“AMERICANS for two-and-a-half and the money up! HEY?”
The Reverend winced, but said mildly:
“Yes–we are Americans.”
“Lord love you, you can just bet that’s what _I_ am,
every time! Put it there!”
He held out his Sahara of his palm, and the Reverend laid
his diminutive hand in it, and got so cordial a shake
that we heard his glove burst under it.
“Say, didn’t I put you up right?”
“Oh, yes.”
“Sho! I spotted you for MY kind the minute I heard
your clack. You been over here long?”
“About four months. Have you been over long?”
“LONG? Well, I should say so! Going on two YEARS,
by geeminy! Say, are you homesick?”
“No, I can’t say that I am. Are you?”
“Oh, HELL, yes!” This with immense enthusiasm.
The Reverend shrunk a little, in his clothes, and we
were aware, rather by instinct than otherwise, that he
was throwing out signals of distress to us; but we did
not interfere or try to succor him, for we were quite happy.
The young fellow hooked his arm into the Reverend’s, now,
with the confiding and grateful air of a waif who has
been longing for a friend, and a sympathetic ear,
and a chance to lisp once more the sweet accents of the
mother-tongue–and then he limbered up the muscles
of his mouth and turned himself loose–and with such a
relish! Some of his words were not Sunday-school words,
so I am obliged to put blanks where they occur.

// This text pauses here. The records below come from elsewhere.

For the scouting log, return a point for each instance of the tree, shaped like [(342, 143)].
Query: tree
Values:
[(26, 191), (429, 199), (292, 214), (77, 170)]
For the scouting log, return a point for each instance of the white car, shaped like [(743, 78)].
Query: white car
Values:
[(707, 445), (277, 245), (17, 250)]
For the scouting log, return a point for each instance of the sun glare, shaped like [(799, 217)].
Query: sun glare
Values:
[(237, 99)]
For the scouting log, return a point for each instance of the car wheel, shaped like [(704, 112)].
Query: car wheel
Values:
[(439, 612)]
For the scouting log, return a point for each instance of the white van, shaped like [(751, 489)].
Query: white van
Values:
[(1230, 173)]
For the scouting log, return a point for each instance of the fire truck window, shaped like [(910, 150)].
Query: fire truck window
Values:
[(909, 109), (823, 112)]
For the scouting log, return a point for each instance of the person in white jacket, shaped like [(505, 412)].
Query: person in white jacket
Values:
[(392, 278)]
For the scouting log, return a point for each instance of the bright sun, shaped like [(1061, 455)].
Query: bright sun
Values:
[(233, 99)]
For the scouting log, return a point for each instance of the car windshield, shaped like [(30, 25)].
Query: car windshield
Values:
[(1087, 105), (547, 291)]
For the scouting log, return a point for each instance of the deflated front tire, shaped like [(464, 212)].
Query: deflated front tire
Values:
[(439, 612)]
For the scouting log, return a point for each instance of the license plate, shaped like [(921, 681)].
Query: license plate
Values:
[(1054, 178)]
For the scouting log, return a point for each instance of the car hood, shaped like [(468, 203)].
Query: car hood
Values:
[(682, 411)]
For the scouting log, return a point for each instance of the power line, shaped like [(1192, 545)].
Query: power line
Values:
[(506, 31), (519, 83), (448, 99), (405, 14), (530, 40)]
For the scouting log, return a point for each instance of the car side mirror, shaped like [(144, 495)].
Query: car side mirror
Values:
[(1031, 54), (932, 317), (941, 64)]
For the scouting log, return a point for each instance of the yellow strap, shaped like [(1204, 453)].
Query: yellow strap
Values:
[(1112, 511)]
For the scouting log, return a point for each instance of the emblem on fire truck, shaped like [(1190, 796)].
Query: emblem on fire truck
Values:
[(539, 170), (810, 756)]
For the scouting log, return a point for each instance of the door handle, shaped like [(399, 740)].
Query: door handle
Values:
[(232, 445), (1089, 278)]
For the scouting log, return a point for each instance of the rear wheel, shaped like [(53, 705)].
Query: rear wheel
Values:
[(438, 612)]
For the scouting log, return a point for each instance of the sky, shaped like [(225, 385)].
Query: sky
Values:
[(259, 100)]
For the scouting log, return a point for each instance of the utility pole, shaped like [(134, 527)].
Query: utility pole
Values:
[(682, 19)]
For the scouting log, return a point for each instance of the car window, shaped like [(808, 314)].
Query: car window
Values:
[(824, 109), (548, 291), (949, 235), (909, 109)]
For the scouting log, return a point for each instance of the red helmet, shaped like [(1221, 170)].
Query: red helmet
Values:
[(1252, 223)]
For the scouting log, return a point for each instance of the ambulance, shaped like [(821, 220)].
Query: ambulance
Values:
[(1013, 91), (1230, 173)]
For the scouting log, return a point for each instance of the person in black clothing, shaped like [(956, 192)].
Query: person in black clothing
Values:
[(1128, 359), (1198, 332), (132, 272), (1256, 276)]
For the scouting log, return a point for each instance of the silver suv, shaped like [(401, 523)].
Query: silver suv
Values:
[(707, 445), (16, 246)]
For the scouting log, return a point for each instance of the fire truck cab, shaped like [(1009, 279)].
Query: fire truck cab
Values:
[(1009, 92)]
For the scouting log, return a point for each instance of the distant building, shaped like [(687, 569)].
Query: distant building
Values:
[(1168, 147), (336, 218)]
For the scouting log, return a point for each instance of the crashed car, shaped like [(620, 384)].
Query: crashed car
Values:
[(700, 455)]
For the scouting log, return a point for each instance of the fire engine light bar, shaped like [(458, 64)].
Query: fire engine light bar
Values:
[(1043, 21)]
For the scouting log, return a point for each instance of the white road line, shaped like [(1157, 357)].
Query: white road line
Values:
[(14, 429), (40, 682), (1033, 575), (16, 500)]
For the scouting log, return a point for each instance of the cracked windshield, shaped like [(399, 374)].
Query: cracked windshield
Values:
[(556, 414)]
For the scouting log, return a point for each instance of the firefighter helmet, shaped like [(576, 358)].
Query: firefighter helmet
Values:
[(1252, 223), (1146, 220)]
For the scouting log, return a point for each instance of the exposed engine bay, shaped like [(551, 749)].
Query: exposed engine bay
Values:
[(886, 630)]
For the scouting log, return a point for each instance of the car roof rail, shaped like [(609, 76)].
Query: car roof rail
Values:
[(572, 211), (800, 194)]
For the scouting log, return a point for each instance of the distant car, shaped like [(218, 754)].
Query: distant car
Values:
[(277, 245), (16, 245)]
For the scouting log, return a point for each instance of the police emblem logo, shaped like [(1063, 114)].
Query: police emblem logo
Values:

“Yes indeedy! If _I_ ain’t an American there AIN’T
any Americans, that’s all. And when I heard you fellows
gassing away in the good old American language, I’m ——
if it wasn’t all I could do to keep from hugging you! My
tongue’s all warped with trying to curl it around these
——forsaken wind-galled nine-jointed German words here;
now I TELL you it’s awful good to lay it over a Christian
word once more and kind of let the old taste soak it.
I’m from western New York. My name is Cholley Adams.
I’m a student, you know. Been here going on two years.
I’m learning to be a horse-doctor! I LIKE that part of it,
you know, but ——these people, they won’t learn a fellow
in his own language, they make him learn in German; so before
I could tackle the horse-doctoring I had to tackle this
miserable language.
“First off, I thought it would certainly give me
the botts, but I don’t mind now. I’ve got it where the
hair’s short, I think; and dontchuknow, they made me
learn Latin, too. Now between you and me, I wouldn’t
give a ——for all the Latin that was ever jabbered;
and the first thing _I_ calculate to do when I get through,
is to just sit down and forget it. ‘Twon’t take me long,
and I don’t mind the time, anyway. And I tell you what!
the difference between school-teaching over yonder and
school-teaching over here–sho! WE don’t know anything
about it! Here you’re got to peg and peg and peg and there
just ain’t any let-up–and what you learn here, you’ve got
to KNOW, dontchuknow –or else you’ll have one of these
——spavined, spectacles, ring-boned, knock-kneed old
professors in your hair. I’ve been here long ENOUGH,
and I’m getting blessed tired of it, mind I TELL you.
The old man wrote me that he was coming over in June,
and said he’d take me home in August, whether I was done
with my education or not, but durn him, he didn’t come;
never said why; just sent me a hamper of Sunday-school
books, and told me to be good, and hold on a while.
I don’t take to Sunday-school books, dontchuknow–I
don’t hanker after them when I can get pie–but I
READ them, anyway, because whatever the old man tells
me to do, that’s the thing that I’m a-going to DO,
or tear something, you know. I buckled in and read
all those books, because he wanted me to; but that kind
of thing don’t excite ME, I like something HEARTY.